Sophisticated interview questions (six)

The number of bins and the number of layers ordinary warehouse database difference

       The traditional hierarchical is divided into three layers namely ODS, DW, DM layer, in which our project is broken down to the level DW and DWS layer DWD, DWD is mainly used to keep the fact table

Source data layer: the original data. Sources include business library, Buried logs, other data sources

ODS layer: Operate data store, data store operation, is the layer closest to the data in the data source, the data source, after extraction, washing, transfer, also said that after the legend of the ETL, loaded in the layer. This layer of data, mostly in accordance with the general classification source of business systems and classification. However, this level of data is not identical to the original data. When the source data is loaded into this layer, such as noise removal to be performed (for example, the age of the human piece of data is 300 years old, which belongs to the abnormal data, you need to do some processing in advance), de-emphasis (eg personal data sheet , the same there are two duplicate data ID, when access needs to be done to further weight), field naming a series of operations.

 

DW layer: Data warehouse, data warehouse layer. Here, the data obtained from the ODS layer in accordance with the theme of the establishment of various data models. For example in the study of the theme of tourism consumption data set, it can be combined with the airline's check-in travel information, and credit card records UnionPay system, a combination of analysis, generate data sets. Here, we need to understand four concepts: dimension (dimension), facts (Fact), index (Index) and granularity (Granularity)

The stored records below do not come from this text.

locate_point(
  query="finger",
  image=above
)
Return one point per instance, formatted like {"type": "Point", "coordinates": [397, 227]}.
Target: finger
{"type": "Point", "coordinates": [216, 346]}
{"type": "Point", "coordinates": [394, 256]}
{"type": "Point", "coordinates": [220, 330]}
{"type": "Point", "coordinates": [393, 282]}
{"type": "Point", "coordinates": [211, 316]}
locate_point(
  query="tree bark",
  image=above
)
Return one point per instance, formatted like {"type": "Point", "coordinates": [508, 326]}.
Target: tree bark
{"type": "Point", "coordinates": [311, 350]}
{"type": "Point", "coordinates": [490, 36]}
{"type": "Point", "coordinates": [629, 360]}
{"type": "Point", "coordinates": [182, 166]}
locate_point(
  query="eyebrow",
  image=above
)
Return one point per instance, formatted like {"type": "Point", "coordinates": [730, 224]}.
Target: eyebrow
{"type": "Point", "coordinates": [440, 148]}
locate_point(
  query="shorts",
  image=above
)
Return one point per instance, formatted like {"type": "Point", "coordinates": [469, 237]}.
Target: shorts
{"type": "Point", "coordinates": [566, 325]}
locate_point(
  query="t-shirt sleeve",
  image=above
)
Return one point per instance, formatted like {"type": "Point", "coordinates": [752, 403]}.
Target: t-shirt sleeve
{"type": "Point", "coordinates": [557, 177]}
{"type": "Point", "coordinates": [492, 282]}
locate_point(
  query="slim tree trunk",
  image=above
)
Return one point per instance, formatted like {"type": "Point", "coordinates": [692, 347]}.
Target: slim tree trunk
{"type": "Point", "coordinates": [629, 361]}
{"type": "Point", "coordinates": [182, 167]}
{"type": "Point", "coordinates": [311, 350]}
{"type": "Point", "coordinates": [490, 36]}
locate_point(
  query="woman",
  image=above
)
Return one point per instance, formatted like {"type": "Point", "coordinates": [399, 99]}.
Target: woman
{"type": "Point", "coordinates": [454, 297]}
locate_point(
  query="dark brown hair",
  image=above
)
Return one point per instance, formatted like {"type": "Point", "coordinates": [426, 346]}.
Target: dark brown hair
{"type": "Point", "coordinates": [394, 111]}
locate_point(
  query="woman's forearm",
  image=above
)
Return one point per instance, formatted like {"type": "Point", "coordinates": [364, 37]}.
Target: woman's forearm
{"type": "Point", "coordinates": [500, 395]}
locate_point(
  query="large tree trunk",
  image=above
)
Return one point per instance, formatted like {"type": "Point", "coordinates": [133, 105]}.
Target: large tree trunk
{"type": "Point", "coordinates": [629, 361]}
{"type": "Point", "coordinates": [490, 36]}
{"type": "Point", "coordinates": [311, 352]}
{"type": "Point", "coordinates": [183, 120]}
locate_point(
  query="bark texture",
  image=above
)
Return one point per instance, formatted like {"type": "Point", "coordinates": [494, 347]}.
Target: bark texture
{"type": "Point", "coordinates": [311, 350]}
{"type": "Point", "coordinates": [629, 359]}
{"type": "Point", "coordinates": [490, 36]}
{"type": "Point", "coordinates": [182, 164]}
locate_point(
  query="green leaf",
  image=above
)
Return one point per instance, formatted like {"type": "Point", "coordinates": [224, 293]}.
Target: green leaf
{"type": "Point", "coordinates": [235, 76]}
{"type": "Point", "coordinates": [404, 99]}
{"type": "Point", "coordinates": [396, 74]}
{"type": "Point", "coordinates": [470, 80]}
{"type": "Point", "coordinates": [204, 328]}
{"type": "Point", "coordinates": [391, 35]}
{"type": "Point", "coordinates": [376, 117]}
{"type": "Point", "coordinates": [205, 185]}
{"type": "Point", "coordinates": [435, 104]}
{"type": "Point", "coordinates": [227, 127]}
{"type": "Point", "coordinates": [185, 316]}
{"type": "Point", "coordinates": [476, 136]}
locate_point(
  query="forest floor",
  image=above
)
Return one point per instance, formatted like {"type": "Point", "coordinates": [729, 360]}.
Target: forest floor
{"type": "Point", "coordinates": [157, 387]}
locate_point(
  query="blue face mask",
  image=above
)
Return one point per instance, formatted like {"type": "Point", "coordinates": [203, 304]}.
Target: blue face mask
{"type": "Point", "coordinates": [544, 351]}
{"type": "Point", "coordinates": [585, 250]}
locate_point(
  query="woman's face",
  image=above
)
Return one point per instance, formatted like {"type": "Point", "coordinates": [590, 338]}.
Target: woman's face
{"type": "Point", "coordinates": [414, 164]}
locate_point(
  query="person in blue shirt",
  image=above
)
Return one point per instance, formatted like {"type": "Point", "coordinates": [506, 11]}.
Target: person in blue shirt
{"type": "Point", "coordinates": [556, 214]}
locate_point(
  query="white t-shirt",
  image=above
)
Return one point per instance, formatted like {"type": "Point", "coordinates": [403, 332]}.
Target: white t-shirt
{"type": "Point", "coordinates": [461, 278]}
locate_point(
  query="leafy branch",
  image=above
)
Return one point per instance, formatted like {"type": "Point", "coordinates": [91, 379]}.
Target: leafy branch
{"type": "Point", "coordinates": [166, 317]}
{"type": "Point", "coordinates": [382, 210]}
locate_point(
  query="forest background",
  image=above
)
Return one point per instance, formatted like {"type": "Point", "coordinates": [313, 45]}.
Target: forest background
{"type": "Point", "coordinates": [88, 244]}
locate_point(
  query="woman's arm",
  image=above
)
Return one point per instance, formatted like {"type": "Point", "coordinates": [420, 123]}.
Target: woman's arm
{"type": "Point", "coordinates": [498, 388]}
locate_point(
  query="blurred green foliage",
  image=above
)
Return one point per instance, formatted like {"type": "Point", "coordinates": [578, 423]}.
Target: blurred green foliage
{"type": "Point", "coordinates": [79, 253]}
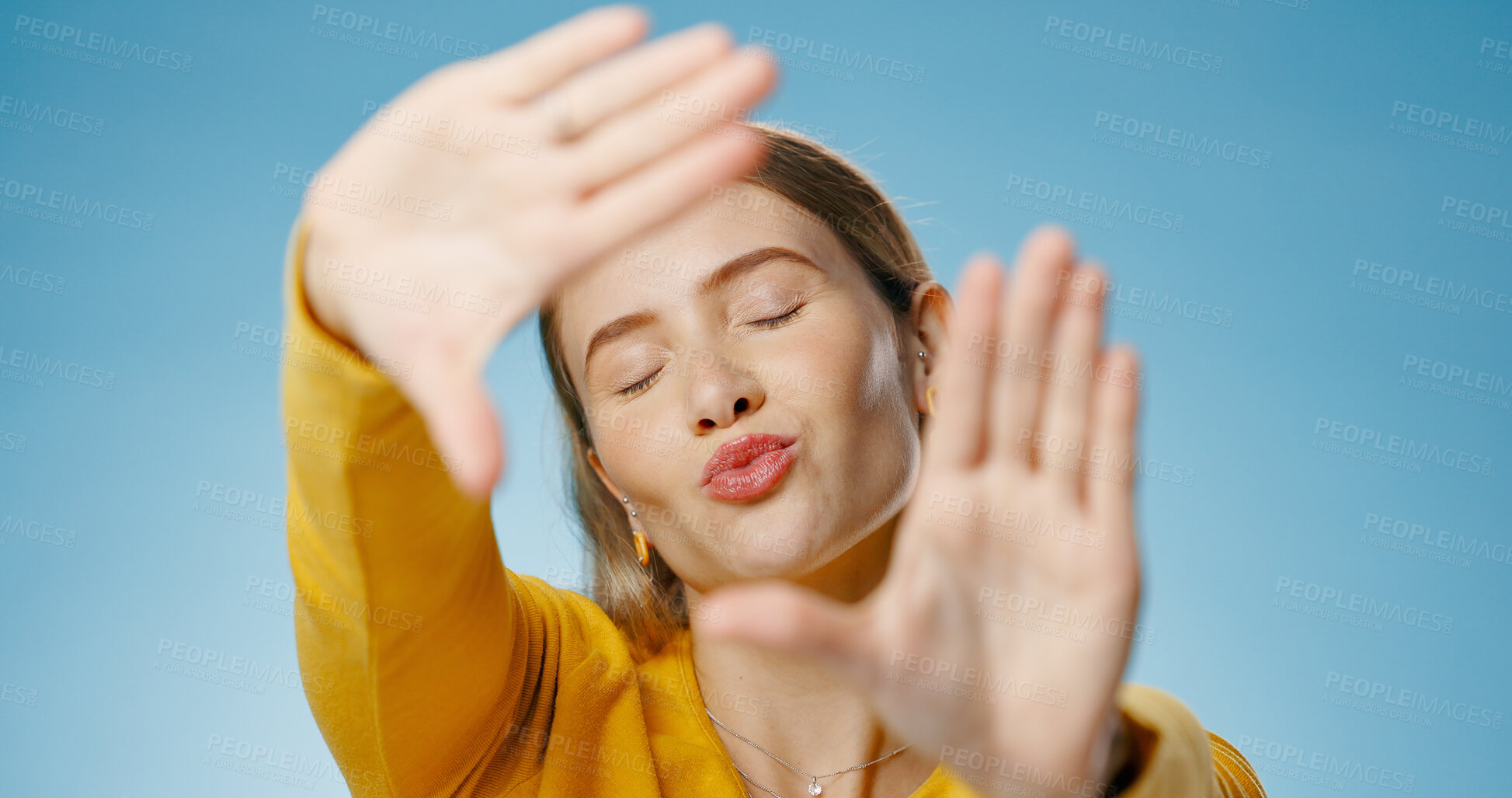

(DW and DWS layer can be divided into DWD)

DWD: data warehouse detail details of the data layer. Business layer and data warehouse isolation layer. This layer is mainly to solve some of the problems of data quality and data integrity issues. For example, user profile information from many different tables, and often delay problems with lost data, etc., in order to facilitate better use of various consumer data, we can do a shield in this layer. dwd mainly to do some normalization of the data and the operation of the cleaning layer ods.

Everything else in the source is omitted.